Bitcoin Price Analysis Feb. 23: Bearish Trend Still in Play
For those that have been monitoring bitcoin (BTC) lately, there has been a lot of talk and speculation in the last week or so about whether we’ve finally entered into the ‘bull market’ and whether the trend has reversed.
Have we Exited the Downtrend?
The author of this article is one of those individuals that believe that we have not yet exited the downtrend that BTC was in. Why is that?
As you can see, that green line is the current ‘downtrend’ line for Bitcoin. We came close to breaching that line and thus, breaching the overall trend. However, it appears that Bitcoin was not able to do so on this run-up.
The author tried to warn individuals of the dangers of making a huge investment in a cryptocurrency/stock before it actually breaks trend – a phenomenon known as a “bull trap.”
What is a Bull Trap?
Here’s a visual of what a Bull Trap looks like:
In other words, investors preemptively anticipate that a trend has been broken and they trade accordingly – which leads to serious losses when the trend does not actually break.
So What Now?
If you remember the author’s last article, there was a prediction that was made at the very bottom.
If you’re wondering about the next price movements of BTC, check this out below:
The first horizontal line on this graph represents the $10.3k mark. Based on the fact that the mini-uptrend established that vertical line for bitcoin and 10.3k was a price that bitcoin had bounced off of prior, it could be determined that $10.3k would more than likely represent a firm spot for resistance.
A drop below $10.3k means that $9.7k is the next point of resistance (second line down) and below that, one should anticipate the price making a stop in the low $8k’s.
If it breaks even further below that, then it is more than likely that the price will make one more hefty return to the $6k point to re-test. As we saw before, there is a significant amount of resistance there, and the price of bitcoin only went to that point temporarily before rocketing back up:
As many in the community have noted, a drop down to the $6k range once again (assuming support holds) would actually signify a double bottom. However, this double-bottom pattern would not be confirmed until bitcoin breaks above that $11.7k price that it was previously at. By that point, it more than likely would have already broken the downtrend that is present above it.
Let’s take a look at some technical indicators using the 12-hour time frame:
For those that are bitcoin bulls – this chart is bad news, no other way to put it.
This is the BTC/USD (Coinbase) 12-hour Time Frame that you see above. The burgundy line represents the EMA-200, and the golden line is the EMA-50.

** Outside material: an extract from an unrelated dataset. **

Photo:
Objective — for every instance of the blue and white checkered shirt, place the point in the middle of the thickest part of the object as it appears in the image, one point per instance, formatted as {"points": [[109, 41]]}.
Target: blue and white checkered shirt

Currently, the price is below both, which is extremely bearish and definitely not a positive sign at all. Also, the death cross (slow moving average>fast moving average) JUST happened. It looked like bitcoin was almost on its way to breaking the trend and rising in price, which would have created a golden cross signal. However, it failed to do so, and if the price continues downward, which we expect to happen at this point, then the divergence between the EMA-50 and EMA-200 will begin to increase again.
The correlation between a ‘death cross’ or a ‘golden cross’ is almost indisputable in market analysis.
To put this in perspective, the last two times that the EMA 200 was GREATER than the EMA 50 (death cross) for bitcoin on the 12-hour chart was in 2015 and 2014.
It happened twice that year. The most recent time, which was August 2015, primarily occurred because of a massive sell-off, that created this astronomical red candle:
BTC-USD: August 2015
In this case, the death cross followed that massive drop in price, so that was more of a ‘false’ death cross if that makes sense.
However, the real one occurred just a year earlier in August of 2014 (same year as the Mt. Gox blow-ups).
BTC-USD: August 2014
At the time of that cross, the price was $584.
What was the low in the months following that period? $181.
That’s a near 70 percent drop.
Are You Spreading FUD?
The most recent death cross that we saw occurred at that $6k low that we outlined earlier. A 70 percent drop from that point would put the price at around approximately $2k.
Are You Really Predicting That We Might Go to $2k?
No…Well, not quite. While it is a distinct possibility, the $6k “bottom” that we experienced recently should serve as a strong benchmark.
Since the price failed to come anywhere close to breaking through that $6k barrier, this should be considered an extremely strong point of resistance for the bitcoin.
It’s also worth noting that the majority of indicators during bitcoin’s run-up were signaling that that it was massively overbought. At one point, momentum indicators were identical to where they were when Bitcoin was hovering around $20,000 in value.
So What Should We Do Now?
For those that don’t have the ability to ‘short’ the market or participate in margin/futures trading, it might not be a bad idea to consider temporarily pulling funds for the time being before incurring any stronger losses.
The volume associated with this recent sell-off is fairly high and appears to be increasing in momentum. It’s very possible that bitcoin breaks through that next resistance line that was plotted in the first graph that you witnessed way up at the top of this article and falls around the lower $8k range.
If you are attempting to trade against the trend, be careful and monitor your trades carefully!
Disclaimer: The author does not currently own any bitcoin. The author also is not a financial advisor, and thus, this article should not be considered financial advice. All content and opinions expressed within are merely opinions. Invest at your own risk.